Magnolia runs an assisted living facility in Carmel where Hogan resided. One day, an employee caused a table to fall over, which injured Hogan. Hogan did not know the identity of the employee who caused the injury. Therefore, she identified the employee as “John Doe” when she filed her complaint against Magnolia.
During discovery, Hogan sent interrogatories to Magnolia to identify the John Doe employee. Magnolia said that it did not know which employee was allegedly at fault. But it also produced an incident report which identified two employees involved in the incident at issue, including Woods. The report stated that Woods placed items on a curio table, which caused the table to break.
Following a hearing, the trial court ordered Hogan to identify the John Doe employee. So Hogan filed an amended complaint identifying Woods (who was apparently changed her name and is now Young). Young then moved to dismiss based on the statute of limitations. The trial court granted that motion.
After Young was dismissed, Magnolia moved for summary judgment, arguing that it could not be liable under a respondeat superior theory of liability if the employee who was allegedly negligence was not liable. The trial court granted this motion, too, and Hogan appealed.
On appeal, the Court found that Magnolia’s theory was seriously flawed.

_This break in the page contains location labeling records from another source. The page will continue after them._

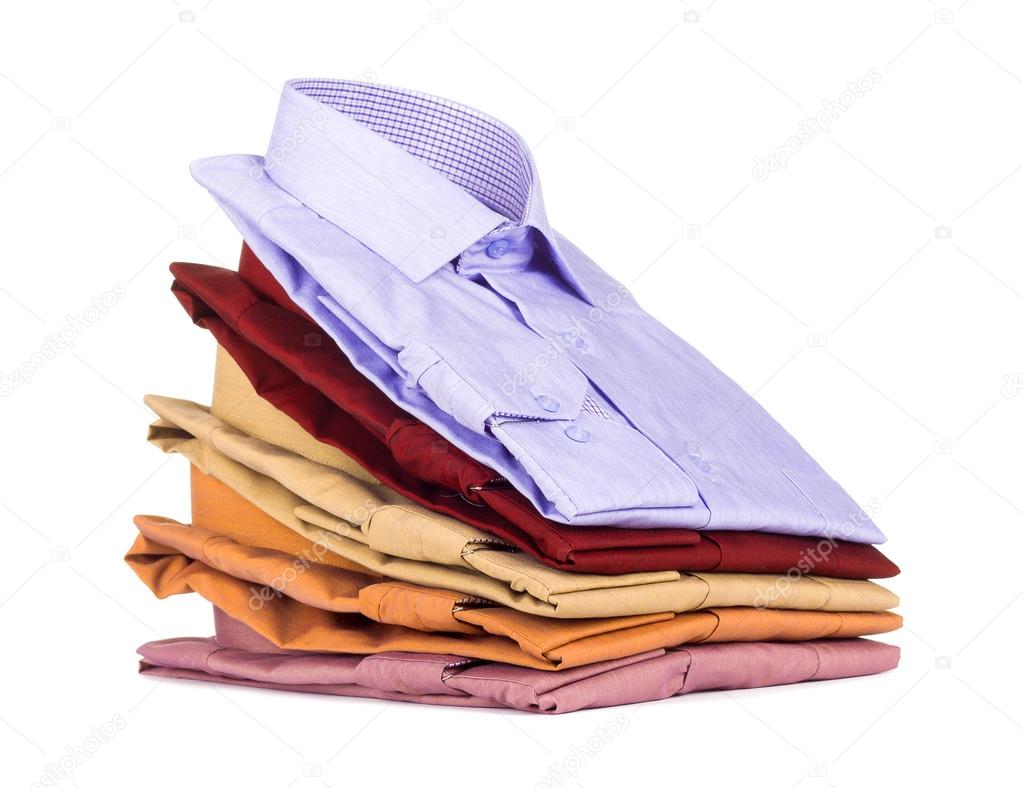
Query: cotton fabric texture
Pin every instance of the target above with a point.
(291, 362)
(239, 656)
(509, 341)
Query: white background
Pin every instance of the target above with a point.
(869, 294)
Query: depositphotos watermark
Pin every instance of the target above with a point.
(61, 340)
(811, 558)
(813, 126)
(304, 130)
(74, 757)
(569, 768)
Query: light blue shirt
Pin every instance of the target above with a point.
(412, 230)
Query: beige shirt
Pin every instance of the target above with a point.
(375, 527)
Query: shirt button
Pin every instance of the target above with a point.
(549, 404)
(577, 433)
(497, 248)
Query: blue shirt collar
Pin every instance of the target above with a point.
(418, 179)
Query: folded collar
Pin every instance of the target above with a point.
(415, 178)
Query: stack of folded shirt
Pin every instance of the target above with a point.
(449, 460)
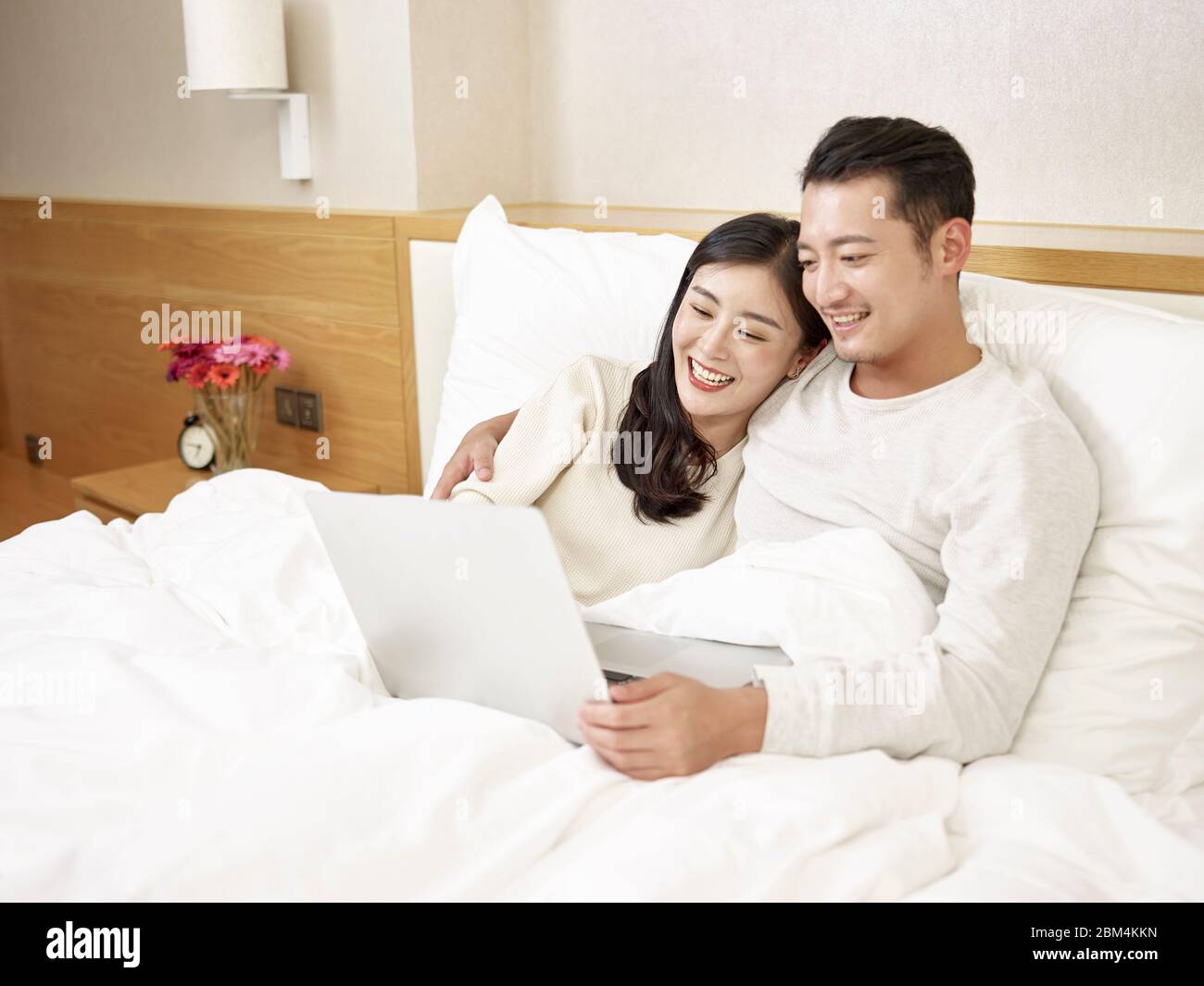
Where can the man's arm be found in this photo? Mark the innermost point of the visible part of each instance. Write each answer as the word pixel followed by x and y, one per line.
pixel 1022 518
pixel 474 452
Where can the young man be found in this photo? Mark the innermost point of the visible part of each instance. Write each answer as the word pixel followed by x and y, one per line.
pixel 964 465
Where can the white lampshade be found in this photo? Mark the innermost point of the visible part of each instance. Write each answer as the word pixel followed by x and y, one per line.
pixel 235 44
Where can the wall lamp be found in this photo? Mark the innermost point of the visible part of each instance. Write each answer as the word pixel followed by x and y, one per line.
pixel 239 44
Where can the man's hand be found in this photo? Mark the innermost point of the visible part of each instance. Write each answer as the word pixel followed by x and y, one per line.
pixel 672 726
pixel 474 453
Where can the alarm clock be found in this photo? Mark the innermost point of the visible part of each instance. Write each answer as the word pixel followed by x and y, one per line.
pixel 197 449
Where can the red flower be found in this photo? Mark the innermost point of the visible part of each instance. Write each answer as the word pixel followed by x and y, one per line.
pixel 224 375
pixel 197 375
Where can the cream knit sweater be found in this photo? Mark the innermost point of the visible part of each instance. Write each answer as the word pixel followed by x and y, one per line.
pixel 557 457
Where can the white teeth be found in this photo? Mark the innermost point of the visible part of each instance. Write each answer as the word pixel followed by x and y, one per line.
pixel 706 376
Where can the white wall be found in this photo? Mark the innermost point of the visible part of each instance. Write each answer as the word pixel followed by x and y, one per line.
pixel 472 101
pixel 1074 111
pixel 636 101
pixel 88 107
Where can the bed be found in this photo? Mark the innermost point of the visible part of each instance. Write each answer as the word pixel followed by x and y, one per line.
pixel 191 710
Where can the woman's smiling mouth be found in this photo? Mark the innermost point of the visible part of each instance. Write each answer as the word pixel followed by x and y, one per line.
pixel 706 378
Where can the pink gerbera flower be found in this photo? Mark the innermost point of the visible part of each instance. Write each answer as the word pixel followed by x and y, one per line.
pixel 197 375
pixel 224 376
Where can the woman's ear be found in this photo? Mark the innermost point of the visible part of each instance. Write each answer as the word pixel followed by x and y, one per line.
pixel 805 357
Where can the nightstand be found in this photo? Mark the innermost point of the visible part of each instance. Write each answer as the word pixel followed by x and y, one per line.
pixel 148 488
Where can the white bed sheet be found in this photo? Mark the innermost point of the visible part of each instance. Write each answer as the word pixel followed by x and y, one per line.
pixel 189 712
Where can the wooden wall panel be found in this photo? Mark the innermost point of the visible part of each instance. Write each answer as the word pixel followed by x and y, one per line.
pixel 100 393
pixel 73 368
pixel 342 279
pixel 336 293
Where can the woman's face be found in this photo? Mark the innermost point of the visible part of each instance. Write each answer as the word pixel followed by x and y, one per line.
pixel 734 339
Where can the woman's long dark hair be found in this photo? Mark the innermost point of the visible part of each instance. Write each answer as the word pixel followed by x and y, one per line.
pixel 681 460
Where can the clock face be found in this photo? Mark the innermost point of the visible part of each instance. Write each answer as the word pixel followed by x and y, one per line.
pixel 196 447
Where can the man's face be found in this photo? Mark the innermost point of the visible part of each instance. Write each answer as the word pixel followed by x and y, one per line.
pixel 862 271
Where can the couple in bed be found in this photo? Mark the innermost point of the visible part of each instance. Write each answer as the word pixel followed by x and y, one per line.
pixel 810 376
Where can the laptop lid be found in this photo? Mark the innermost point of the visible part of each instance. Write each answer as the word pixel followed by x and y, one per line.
pixel 464 601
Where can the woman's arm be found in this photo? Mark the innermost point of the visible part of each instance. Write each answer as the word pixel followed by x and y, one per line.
pixel 474 452
pixel 545 438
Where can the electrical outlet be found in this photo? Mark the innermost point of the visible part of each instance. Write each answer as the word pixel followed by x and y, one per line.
pixel 285 406
pixel 309 409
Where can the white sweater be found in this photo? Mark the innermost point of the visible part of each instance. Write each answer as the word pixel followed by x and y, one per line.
pixel 988 493
pixel 555 457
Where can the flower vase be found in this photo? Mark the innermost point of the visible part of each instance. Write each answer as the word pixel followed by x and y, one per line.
pixel 232 418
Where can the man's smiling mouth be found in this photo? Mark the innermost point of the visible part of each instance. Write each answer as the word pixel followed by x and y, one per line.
pixel 846 320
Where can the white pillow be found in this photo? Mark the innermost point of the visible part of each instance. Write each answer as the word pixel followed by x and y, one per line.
pixel 1123 693
pixel 529 303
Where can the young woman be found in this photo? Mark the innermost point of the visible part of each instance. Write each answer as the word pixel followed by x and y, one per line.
pixel 634 465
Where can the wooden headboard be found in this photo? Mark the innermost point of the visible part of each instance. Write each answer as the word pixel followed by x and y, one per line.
pixel 338 293
pixel 73 288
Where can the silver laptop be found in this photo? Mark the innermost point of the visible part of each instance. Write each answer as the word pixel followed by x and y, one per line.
pixel 469 601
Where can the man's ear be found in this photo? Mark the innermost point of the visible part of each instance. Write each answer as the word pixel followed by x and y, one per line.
pixel 952 247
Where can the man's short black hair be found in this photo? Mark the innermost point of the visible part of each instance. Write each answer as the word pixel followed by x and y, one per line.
pixel 931 171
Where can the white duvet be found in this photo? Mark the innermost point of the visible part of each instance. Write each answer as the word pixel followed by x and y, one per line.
pixel 189 712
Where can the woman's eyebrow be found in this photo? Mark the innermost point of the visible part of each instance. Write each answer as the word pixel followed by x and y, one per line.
pixel 754 316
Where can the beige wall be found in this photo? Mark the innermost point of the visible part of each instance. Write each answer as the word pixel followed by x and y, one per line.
pixel 1074 111
pixel 637 101
pixel 472 100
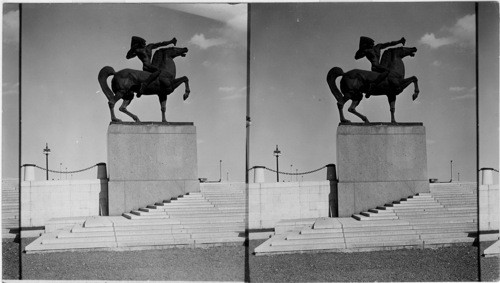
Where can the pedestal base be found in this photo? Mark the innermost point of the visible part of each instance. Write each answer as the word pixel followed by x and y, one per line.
pixel 379 164
pixel 150 162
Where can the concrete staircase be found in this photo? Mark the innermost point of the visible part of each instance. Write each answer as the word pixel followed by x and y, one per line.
pixel 214 216
pixel 447 215
pixel 10 208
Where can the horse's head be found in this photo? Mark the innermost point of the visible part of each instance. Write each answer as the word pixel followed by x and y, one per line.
pixel 173 52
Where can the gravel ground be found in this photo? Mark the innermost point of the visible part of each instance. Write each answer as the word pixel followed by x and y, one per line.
pixel 10 259
pixel 179 264
pixel 457 263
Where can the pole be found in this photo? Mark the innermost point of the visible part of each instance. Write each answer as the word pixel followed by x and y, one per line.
pixel 46 151
pixel 277 169
pixel 277 153
pixel 220 171
pixel 451 176
pixel 47 166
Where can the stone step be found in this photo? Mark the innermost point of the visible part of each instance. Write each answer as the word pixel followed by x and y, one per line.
pixel 383 209
pixel 451 235
pixel 174 209
pixel 136 217
pixel 447 240
pixel 378 214
pixel 472 226
pixel 385 245
pixel 380 217
pixel 406 215
pixel 302 241
pixel 175 204
pixel 357 238
pixel 443 220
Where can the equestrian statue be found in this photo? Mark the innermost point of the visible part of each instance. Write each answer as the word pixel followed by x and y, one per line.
pixel 385 78
pixel 157 77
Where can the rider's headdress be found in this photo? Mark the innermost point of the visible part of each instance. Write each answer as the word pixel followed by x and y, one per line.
pixel 364 42
pixel 134 44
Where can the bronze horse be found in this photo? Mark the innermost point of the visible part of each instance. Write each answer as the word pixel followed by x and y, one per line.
pixel 126 81
pixel 356 82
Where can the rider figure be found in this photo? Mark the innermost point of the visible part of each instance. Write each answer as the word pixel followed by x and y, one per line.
pixel 144 52
pixel 368 49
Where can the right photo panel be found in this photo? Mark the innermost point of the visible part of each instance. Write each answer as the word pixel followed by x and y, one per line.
pixel 373 142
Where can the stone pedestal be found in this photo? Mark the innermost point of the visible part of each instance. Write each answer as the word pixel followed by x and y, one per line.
pixel 150 162
pixel 379 164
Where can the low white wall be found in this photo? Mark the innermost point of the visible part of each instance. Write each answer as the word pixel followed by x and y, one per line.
pixel 43 200
pixel 270 203
pixel 488 208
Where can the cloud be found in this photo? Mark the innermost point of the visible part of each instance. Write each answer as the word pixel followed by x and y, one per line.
pixel 232 16
pixel 436 63
pixel 469 93
pixel 233 93
pixel 465 96
pixel 431 40
pixel 204 43
pixel 11 27
pixel 462 34
pixel 227 88
pixel 10 88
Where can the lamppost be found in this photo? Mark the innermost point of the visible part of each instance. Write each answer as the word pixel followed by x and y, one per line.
pixel 46 151
pixel 220 171
pixel 277 153
pixel 451 175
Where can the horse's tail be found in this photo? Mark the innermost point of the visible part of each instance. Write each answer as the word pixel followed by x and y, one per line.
pixel 104 73
pixel 333 74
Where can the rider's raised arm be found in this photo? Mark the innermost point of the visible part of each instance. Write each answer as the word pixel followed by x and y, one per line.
pixel 392 43
pixel 163 43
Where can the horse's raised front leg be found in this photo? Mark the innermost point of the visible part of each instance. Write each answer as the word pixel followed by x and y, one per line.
pixel 406 82
pixel 123 108
pixel 177 82
pixel 352 109
pixel 111 105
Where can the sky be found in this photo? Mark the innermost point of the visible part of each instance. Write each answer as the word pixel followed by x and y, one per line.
pixel 65 45
pixel 293 46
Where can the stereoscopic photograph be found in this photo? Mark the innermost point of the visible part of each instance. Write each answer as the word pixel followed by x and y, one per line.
pixel 265 142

Magnolia claims that a plaintiff “cannot chose to sue ‘either’ an employer or employee under the theory of respondeat superior.” Contrary to Magnolia’s assertion, a plaintiff does, in fact, have the option of suing either the employee, employer, or both. There is no requirement that a plaintiff must sue the individual employee in order for an employer to be held liable for the employee’s conduct under the theory of respondeat superior; an employee only needs to have committed some act within the scope of employment for which he could be sued.
The Court distinguished this situation from those in which a decision about the employee’s liability was reached on the merits.
If our jurisprudence meant that the employee had to be named as a defendant and a judgment had to be entered against the employee for which he or she is legally obligated in order for the employer to be liable under respondeat superior, it would have so held. Instead, it is clear that where an employee has acted negligently, liability will be imputed to his or her employer by virtue of the employee/employer relationship because of the wrongful conduct. Where an employee is not negligent, his employer cannot be liable.
The takeaway from this case is fairly straightforward—a finding that an employee is not liable does not mean that the employer is not liable for that employee’s negligence, but a finding that the employee was not negligent does mean that the employer is not negligent.
1. A plaintiff must prove that an employee is negligent in order to recover against the employer under respondeat superior.
2. A plaintiff may prevail under a respondeat superior theory against an employer even if the plaintiff cannot obtain a judgment against the employee for a reason other than the merits of the case.